It has been one year since Vladimir Putin ordered the Russian army to invade Ukraine.
What should we have learned from this illegal aggression?
From the Caux Round Table perspectives of moral capitalism and moral government, let me suggest 4 major lessons:
1. Napoleon and Clausewitz were correct: the moral is to the physical, as 3 is to 1. Ukrainian moral strength defeated Russian military capability. Clausewitz wrote that the moral forces “form the spirit, which permeates the whole being of war. These forces fasten themselves soonest and with the greatest affinity on to the will, which puts in motion and guides the whole mass of powers, uniting with it as were in one stream because this is a moral force itself.”
2. Max Weber was correct and Karl Marx was wrong. Values drive human actions, not dialectical materialism. Weber grounded capitalism as a new form of human thriving in the beliefs making up the Protestant ethic. Putin’s war is about values, not economic interest. In his article of 2021 on the history of Ukraine, he, in your face, asserts the moral rights of the Rus people to that territory. His speeches since the start of the war have reiterated that point. The patriarch of the Russian Orthodox Church has blessed the war and so turned it for believing Russians into a religious one.
3. The European Enlightenment is comatose and at death’s door. Enlightenment values were powerful enough in 1939 to mobilize nations against the volksgemeinschaft national socialist regimes in Germany, Italy and Japan. Now, they are being tested again by Putin, with help from China and other states inclined to forms of national socialism. The case against Enlightenment values was made in public by Putin and Xi Jinping in their bilateral agreement of February 4, 2022.
States now are looking inwardly for values, not to universals and globalized visions of the common good. In the U.S., the emerging un-enlightened values are from the left and privilege 1) group identities (including racist ones) over individualism and 2) the right of an elite to indoctrinate the un-woke hoi polloi, who do most of society’s work and raise most of society’s children.

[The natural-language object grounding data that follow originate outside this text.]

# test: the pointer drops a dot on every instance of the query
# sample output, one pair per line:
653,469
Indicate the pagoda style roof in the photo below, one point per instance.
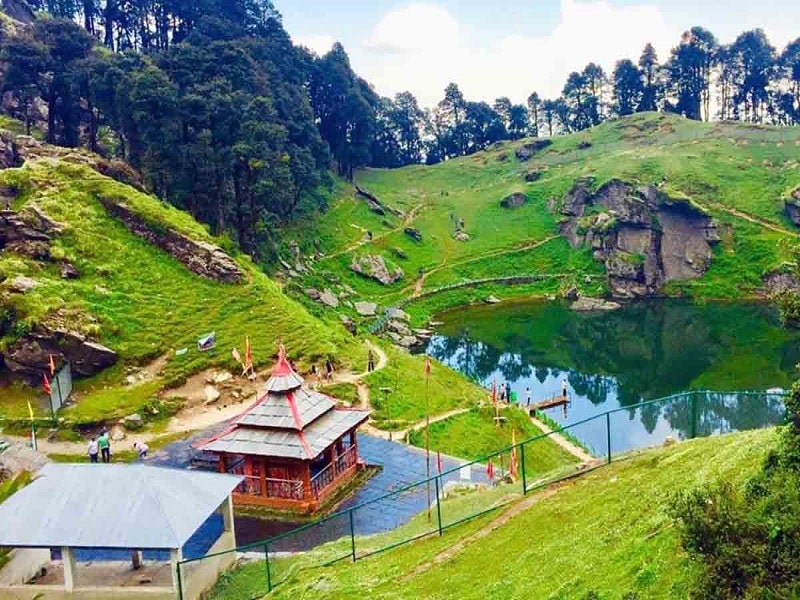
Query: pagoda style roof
276,410
289,443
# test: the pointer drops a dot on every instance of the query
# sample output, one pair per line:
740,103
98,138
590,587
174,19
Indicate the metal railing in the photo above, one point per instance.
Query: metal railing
452,497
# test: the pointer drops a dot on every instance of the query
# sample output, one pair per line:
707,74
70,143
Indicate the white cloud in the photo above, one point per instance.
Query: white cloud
420,48
416,28
318,43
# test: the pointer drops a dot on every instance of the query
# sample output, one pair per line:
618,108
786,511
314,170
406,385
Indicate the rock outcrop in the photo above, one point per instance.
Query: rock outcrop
526,151
374,267
644,237
514,200
203,258
29,356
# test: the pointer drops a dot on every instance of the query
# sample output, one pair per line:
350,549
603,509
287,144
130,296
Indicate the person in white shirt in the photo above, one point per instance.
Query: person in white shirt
94,450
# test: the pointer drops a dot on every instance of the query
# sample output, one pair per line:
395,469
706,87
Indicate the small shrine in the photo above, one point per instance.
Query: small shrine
294,446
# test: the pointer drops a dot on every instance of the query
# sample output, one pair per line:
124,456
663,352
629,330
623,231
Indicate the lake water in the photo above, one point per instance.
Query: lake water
622,359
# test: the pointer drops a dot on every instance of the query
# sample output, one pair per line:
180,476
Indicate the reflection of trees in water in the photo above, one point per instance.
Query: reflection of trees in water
646,350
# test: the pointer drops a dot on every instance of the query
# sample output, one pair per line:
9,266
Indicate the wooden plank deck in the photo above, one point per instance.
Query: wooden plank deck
549,403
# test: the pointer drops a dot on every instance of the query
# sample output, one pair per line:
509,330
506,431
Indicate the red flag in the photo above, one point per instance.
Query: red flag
512,467
248,353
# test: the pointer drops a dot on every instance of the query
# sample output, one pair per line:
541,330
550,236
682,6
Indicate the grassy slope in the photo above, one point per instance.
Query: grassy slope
139,300
607,532
143,303
719,166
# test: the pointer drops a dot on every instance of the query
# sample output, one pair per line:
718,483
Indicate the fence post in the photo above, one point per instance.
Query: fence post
266,560
438,506
352,537
180,581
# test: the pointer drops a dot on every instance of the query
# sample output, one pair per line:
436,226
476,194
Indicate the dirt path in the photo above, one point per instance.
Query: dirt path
562,441
407,220
530,245
752,219
459,546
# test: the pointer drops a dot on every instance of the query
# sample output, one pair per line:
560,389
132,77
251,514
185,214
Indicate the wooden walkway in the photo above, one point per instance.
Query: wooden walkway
551,402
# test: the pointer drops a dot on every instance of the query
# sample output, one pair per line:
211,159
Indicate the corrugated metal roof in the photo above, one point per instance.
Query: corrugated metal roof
289,443
112,506
273,410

4. Terms for an acceptable peace can be deduced from the Caux Round Table Principles for Government. If all government is a public trust, then both Russia and Ukraine have trust responsibilities to avoid destruction and killing. Any dispute over the sovereignty of a territory – in this case, the Donbas and Crimea – can be resolved by giving sovereignty to a neutral party. The best example in recent history was the creation of a United Nations interim trusteeship administration over Cambodia. This arrangement allowed both China and Vietnam to back down from their claims to control Cambodia through their client Cambodian factions. The United Nations still has a trusteeship council, which could be activated to assume interim administration of the territories in dispute so that Ukraine could accept a cease fire and not lose its claim to sovereignty and Russian could similarly accept a cease fire without surrendering its claim to sovereignty over the same territory. Resolution of the competing claims to sovereignty could be sought without resort to war.